Johannes has been instrumental in the recent (October 2016) release of MSnbase version 2.0. During summer 2016, we worked on a new backend for raw data. Instead of loading spectra into memory, as in the original MSnExp implementation, the alternative implementation accesses the raw data from the hard drive on-the-fly only when it is needed. This is made possible by the fast on-disk access provided by the mzR package (here on GitHub) that uses the proteowizard C/C++ code base under the hood. For more details and a direct comparison, see the benchmarking vignette.

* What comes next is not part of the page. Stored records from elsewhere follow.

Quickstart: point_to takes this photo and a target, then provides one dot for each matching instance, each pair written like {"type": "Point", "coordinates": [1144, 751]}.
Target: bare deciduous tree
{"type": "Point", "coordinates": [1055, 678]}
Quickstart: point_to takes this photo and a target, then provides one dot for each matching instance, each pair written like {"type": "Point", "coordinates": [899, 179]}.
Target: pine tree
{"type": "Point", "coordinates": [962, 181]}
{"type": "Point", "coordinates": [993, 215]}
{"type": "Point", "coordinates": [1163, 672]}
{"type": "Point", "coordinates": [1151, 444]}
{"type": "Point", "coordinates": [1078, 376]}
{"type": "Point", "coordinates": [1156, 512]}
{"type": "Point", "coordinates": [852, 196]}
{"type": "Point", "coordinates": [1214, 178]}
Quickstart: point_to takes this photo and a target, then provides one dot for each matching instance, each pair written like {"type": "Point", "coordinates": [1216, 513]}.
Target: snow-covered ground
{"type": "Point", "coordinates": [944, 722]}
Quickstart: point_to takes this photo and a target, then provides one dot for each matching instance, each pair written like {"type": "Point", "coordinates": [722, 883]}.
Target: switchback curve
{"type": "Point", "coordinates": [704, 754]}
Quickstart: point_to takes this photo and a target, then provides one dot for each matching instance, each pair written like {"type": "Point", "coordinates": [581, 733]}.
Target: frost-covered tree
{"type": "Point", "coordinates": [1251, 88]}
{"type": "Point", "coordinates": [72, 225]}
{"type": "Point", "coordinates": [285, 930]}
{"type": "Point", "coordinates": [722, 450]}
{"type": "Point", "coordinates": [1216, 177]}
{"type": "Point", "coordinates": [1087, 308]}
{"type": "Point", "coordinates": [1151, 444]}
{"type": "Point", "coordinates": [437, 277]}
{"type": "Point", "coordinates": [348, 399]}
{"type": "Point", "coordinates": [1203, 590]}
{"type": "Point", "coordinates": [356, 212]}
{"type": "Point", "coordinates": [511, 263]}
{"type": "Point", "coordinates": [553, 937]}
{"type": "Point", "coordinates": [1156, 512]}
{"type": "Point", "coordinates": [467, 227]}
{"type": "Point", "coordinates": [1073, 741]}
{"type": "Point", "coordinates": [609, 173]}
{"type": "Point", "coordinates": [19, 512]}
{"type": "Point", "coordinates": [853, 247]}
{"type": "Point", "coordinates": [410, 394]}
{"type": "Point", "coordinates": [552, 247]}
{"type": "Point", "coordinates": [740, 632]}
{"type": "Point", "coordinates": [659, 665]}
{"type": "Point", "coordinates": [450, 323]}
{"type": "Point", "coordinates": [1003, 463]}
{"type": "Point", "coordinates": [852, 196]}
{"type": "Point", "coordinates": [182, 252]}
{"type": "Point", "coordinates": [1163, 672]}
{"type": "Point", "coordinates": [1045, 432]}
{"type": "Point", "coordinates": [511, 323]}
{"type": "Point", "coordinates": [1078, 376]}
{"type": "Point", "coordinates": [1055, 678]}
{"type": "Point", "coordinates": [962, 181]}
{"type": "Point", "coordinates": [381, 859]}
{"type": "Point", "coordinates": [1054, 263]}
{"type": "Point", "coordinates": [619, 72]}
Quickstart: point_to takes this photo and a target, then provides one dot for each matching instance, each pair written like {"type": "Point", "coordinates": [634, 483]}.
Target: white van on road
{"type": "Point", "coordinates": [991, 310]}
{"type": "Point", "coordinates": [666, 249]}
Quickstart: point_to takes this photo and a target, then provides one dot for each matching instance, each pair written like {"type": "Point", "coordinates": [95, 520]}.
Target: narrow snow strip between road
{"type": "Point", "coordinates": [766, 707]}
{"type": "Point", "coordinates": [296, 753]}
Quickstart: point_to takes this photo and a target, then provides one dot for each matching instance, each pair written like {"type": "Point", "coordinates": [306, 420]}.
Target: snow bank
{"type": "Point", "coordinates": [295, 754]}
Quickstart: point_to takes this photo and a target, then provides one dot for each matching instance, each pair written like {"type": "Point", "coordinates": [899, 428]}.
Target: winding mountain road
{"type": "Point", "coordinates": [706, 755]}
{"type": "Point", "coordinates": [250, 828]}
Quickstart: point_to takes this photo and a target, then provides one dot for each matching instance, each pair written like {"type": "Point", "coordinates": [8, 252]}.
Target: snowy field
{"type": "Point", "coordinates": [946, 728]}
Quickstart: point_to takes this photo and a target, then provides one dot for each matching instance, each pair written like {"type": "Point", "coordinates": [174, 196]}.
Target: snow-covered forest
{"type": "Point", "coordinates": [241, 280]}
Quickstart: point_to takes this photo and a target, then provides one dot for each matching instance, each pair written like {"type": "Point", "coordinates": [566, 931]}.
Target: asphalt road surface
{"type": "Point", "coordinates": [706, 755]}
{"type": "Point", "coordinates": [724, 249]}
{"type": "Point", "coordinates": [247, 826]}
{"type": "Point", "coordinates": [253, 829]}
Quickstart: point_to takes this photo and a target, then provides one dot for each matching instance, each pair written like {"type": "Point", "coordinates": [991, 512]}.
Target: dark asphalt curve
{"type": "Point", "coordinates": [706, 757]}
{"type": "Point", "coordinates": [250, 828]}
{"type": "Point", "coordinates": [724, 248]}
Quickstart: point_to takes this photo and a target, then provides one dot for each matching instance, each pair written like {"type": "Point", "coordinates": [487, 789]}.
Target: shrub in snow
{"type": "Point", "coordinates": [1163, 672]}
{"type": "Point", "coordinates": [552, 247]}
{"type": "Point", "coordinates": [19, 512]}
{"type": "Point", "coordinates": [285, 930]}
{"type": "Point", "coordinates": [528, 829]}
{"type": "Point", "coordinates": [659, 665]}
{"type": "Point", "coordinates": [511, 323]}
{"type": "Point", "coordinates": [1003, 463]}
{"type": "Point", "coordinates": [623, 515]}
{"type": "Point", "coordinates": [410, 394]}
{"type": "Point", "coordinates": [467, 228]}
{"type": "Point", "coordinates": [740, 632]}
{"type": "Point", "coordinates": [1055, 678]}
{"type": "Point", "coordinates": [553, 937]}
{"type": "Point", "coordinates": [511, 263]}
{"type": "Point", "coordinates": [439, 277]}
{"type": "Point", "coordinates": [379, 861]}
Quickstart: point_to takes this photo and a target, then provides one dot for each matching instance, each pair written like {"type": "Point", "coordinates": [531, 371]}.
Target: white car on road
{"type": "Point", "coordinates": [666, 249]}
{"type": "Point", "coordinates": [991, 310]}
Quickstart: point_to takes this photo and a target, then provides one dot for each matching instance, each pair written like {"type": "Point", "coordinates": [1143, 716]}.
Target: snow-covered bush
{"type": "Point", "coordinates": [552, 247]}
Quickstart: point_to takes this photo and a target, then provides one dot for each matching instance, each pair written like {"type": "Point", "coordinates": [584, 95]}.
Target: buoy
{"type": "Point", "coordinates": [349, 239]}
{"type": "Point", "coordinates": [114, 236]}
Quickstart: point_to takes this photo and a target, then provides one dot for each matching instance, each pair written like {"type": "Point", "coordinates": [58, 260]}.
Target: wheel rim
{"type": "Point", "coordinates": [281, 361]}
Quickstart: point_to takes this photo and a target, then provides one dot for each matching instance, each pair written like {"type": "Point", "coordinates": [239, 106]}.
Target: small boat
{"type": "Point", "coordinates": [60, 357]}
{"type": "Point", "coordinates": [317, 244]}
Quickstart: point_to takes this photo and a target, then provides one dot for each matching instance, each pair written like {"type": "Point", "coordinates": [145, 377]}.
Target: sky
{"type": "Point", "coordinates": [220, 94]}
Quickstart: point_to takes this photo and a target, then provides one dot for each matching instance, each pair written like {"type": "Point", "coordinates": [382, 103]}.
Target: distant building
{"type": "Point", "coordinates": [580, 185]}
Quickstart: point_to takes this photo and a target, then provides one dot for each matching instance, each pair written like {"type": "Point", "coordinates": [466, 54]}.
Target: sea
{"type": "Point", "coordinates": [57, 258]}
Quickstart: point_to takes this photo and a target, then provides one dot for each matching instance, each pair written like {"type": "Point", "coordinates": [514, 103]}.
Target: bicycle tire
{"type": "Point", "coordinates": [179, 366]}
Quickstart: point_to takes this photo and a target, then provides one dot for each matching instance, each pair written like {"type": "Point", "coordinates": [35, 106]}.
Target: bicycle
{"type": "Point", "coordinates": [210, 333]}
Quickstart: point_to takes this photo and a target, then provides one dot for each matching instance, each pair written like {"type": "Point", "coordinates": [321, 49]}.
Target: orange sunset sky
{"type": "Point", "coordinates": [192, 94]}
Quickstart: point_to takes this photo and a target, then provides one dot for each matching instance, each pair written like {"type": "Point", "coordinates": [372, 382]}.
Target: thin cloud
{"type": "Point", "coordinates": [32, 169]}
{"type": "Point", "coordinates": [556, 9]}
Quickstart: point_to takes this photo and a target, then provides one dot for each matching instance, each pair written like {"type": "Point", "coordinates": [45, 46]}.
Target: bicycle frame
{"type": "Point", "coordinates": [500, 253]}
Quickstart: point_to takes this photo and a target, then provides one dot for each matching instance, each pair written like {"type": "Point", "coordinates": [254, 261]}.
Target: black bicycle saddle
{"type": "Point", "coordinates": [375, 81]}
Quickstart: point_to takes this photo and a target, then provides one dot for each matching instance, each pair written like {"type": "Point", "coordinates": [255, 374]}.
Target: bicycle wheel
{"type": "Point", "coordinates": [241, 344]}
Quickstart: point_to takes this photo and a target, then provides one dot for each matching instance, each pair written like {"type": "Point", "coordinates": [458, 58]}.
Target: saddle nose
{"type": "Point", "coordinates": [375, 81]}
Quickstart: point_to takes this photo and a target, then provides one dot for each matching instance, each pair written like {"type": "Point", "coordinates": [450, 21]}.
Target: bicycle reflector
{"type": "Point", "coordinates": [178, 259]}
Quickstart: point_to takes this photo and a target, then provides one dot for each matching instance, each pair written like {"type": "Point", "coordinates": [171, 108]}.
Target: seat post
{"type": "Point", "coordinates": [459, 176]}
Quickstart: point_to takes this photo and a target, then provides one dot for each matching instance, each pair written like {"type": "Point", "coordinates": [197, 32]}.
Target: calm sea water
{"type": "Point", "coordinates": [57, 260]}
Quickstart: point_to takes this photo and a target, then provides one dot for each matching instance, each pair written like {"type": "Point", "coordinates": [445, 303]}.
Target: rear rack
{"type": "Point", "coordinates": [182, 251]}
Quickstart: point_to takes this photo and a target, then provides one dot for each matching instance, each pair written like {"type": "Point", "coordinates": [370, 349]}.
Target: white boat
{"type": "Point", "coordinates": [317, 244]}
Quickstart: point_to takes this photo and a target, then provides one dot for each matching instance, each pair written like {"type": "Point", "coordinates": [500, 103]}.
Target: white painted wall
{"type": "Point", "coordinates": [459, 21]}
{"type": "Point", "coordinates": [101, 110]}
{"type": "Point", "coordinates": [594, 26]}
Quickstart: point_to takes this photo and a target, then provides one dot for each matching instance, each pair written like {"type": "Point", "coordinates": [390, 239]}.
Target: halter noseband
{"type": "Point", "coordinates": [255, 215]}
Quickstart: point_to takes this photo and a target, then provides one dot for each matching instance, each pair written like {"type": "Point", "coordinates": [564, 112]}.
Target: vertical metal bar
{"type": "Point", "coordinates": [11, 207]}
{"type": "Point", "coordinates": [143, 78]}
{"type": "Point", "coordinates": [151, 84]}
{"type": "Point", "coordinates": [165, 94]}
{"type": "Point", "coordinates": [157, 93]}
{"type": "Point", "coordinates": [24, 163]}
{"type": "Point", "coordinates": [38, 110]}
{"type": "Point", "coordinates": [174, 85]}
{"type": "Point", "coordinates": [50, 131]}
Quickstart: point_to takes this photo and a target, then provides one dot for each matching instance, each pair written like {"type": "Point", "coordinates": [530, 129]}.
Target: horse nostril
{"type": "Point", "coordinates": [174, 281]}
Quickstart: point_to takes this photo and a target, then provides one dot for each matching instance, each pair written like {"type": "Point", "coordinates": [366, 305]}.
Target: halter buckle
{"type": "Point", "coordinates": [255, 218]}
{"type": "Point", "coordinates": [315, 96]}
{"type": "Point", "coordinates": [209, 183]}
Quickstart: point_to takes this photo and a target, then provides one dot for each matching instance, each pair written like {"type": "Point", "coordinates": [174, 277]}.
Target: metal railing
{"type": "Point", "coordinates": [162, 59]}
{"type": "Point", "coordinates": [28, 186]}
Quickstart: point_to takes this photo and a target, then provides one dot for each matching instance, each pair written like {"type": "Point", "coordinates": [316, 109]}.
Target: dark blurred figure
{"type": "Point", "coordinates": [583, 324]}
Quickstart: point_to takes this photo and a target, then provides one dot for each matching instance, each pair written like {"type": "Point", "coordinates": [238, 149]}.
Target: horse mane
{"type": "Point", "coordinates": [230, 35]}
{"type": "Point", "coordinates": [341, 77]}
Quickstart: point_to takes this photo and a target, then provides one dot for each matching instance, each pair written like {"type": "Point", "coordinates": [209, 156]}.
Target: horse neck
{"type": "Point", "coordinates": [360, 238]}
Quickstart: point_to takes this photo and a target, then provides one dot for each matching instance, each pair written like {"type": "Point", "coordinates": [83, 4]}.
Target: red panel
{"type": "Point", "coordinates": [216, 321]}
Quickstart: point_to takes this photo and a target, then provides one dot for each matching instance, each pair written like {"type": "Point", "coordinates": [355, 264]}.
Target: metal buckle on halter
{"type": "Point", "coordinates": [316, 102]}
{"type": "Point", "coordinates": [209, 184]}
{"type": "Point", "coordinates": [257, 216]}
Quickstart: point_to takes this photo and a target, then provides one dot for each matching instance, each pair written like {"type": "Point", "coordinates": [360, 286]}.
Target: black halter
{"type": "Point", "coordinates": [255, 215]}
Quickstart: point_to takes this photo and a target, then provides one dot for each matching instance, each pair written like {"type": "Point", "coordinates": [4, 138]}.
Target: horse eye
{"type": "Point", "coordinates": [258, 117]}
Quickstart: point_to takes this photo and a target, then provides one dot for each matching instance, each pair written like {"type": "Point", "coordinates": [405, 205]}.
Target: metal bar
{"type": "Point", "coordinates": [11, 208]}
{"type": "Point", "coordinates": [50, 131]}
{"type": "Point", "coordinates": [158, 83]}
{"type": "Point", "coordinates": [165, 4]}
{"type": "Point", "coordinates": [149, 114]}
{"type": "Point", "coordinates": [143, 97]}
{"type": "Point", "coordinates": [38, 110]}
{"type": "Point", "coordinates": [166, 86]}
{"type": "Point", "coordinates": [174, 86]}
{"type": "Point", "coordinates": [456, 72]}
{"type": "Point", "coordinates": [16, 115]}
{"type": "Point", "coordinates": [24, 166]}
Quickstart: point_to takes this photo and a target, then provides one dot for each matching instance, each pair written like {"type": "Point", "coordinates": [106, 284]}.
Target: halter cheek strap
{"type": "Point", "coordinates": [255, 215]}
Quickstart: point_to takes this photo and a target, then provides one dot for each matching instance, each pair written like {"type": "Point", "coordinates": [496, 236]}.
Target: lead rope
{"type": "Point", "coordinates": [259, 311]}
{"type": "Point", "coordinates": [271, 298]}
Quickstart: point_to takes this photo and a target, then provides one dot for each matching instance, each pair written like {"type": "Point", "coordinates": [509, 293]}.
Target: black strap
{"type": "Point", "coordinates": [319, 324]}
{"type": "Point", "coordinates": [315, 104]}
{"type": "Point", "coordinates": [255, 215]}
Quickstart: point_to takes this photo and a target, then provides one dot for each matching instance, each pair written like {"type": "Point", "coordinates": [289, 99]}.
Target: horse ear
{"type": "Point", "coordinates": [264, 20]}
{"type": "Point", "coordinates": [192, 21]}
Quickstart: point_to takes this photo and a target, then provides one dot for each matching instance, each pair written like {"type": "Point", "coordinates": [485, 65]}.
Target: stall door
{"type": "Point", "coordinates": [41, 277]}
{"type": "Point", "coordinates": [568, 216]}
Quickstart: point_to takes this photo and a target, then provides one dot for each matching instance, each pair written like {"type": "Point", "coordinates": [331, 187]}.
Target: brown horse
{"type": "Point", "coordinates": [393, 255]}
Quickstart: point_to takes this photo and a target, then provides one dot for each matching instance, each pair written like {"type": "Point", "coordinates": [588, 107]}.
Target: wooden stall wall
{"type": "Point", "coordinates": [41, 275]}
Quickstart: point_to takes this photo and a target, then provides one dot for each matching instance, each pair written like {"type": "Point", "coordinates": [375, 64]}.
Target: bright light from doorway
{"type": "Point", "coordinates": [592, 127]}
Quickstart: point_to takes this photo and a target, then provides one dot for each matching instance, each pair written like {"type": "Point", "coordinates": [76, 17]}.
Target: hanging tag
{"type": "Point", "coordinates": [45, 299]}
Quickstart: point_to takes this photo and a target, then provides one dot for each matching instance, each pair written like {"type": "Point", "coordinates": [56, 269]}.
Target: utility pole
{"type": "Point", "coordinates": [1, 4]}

This joint work with Johannes aims at providing a common and efficient infrastructure for mass spectrometry data that can be used by the proteomics and metabolomics developers.

Arne Smits

Arne developes the DEP package for differential enrichment analysis of proteomics data and has contributed MSnSet to/from SummarizedExperiment methods, to facilitate the inter-operability between his package and MSnbase.

Seeing that MSnbase is used and attracts attention from other developers is a great reward for me. Thank you all for your valuable contributions!

Updates Since its first publication (2016-11-27), this post has been ammended to add Arne Smits’ contribution (2018-01-04).